Я пробираюсь среди скомканной одежды, которую обычно подбирает Ингрид. Мальчик поглощен своими манга, японскими комиксами, которые приносит ему Людовик Сарр, заменившими моих Астериксов, Бидошонов и Спиру. Я сажусь в изголовье кровати под лампой, где приклеены остатки комикса о Марсупилами, который создал свое время.
— Какую сказку тебе рассказать?
— Включишь фумигатор?
Я наклоняюсь, чтобы вставить в «тройник» шарик с жидкостью от комаров и, собрав все свое мужество, начинаю:
— Жила-была у побережья Корсики семья дельфинов по фамилии Кальви...
— Как у аптекаря? — рассеянно интересуется он, переворачивая страницу.
— Нет, просто похоже. На самом деле дельфины называют себя теми именами, которые видят на бортах проплывающих мимо кораблей. Ничего, что я говорю, когда ты читаешь?
— Ничего, — успокаивает он меня, не отрываясь от кровавых картинок, на которых роботы вскрывают человеческий труп, чтобы понять как он устроен.
Я, сжав кулаки, сдерживаю желание порвать эту глупость, и продолжаю:
— Итак, жили-были мадам Кальви, мсье Кальви и Кальви-младший. И вот однажды мадам Кальви сказала мужу: «Дорогой, нам нужен еще кто-нибудь». Ведь дельфины не могут спать по ночам одновременно, иначе они утонут: каждые десять минут они должны подниматься на поверхность, чтобы набрать воздух.
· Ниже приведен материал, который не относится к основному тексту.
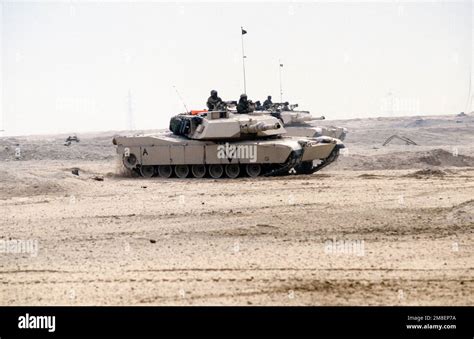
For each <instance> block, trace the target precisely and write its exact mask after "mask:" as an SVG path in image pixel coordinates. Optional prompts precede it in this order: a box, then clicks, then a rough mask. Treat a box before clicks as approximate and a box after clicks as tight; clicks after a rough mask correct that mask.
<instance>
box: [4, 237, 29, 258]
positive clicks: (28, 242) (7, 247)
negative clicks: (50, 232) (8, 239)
mask: <svg viewBox="0 0 474 339" xmlns="http://www.w3.org/2000/svg"><path fill="white" fill-rule="evenodd" d="M24 253H27V254H29V255H31V256H32V257H36V256H37V255H38V240H33V239H27V240H25V239H9V240H5V239H0V254H24Z"/></svg>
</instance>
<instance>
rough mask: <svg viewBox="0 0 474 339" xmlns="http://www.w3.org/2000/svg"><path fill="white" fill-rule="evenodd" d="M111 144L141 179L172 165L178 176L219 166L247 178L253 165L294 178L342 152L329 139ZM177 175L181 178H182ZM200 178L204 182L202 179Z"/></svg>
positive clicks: (256, 140)
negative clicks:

Получается, что один из них всегда должен бодрствовать, чтобы разбудить второго...
— Как же их тогда узнать?
Он внезапно захлопнул комиксы, прервав меня на полуслове.
— Кого?
— Фей.
Я застываю у его кровати. Мы неожиданно, как ни в чем не бывало, словно я сам себя прервал, вернулись к разговору, начатому на прошлой неделе. Не хочет ли он изменить тему, видя, куда я клоню со своими тремя дельфинами? Сосредоточенность его взгляда, решительность, с которой он на меня смотрит, отнюдь не способствуют спокойствию. У меня никогда раньше не было ощущения, что меня осудили, дисквалифицировали и поставили на место.
— Как их узнать? — нетерпеливо повторяет он, словно учитель, терзающий ученика, который явно не знает урок.
Застигнутый врасплох, я отвечаю:
— Это зависит...
— От чего?
— От тебя. Любая девушка, которую ты видишь, может оказаться феей.
— Но как это понять?
Крик его души мгновенно рассеял всю его строгость, обиду. В его глазах теперь отражается боль несправедливости. Я глубоко вздыхаю, развожу руками в знак покорности судьбе — так, будто в этом ответ. Он робко предполагает:
— Чтобы я ее узнал, она должна выполнить три моих желания?
— Ну, например.
— Но если это не сработает, я буду выглядеть по-идиотски!
Его искренность, его желание верить моим старомодным сказкам, несмотря на Людовика Сарра, несмотря на то что я предал его доверие в ванной — если он слышал, как я репетирую сцену разрыва, потрясают меня. Словно он оставляет мне последний шанс, дает последний кредит, чтобы я отверг чужую реальность и доказал ему, что он может мне верить.
— Следи за тем, что говоришь, Рауль. На верлане[4] это звучит как «иподиотски». Не «по-идиотски».
Он чертыхается и бьет кулаком по спинке кровати. Бедный маленький человечек, пытающийся влезть в чужую шкуру, чтобы не чувствовать себя таким одиноким, таким странным, более взрослым. Я смотрю на приделанную к стене двухметровую линейку с отметками: даты писались на ней одна за другой. На двадцать сантиметров выше последней отметки Рауль написал: 1 января 2000 года. В этом его мечта, его молитва, все его усилия. Он должен стать таким через пять месяцев.
— И с какого возраста девчонка может стать феей?
— Лет с восемнадцати, с двадцати...
Он отбросил свои комиксы, поправил очки. Он больше не верит мне на слово: ему нужно убедиться.
— И много ты их видел?
— Не знаю. Я встретил твою маму.
— Она не фея! — кричит он, вскакивая, словно я его оскорбил.
— Да. Я хочу сказать, что с тех пор больше ни о чем их не просил, ведь я счастлив с вами.
— А почему они не признаются, что они феи?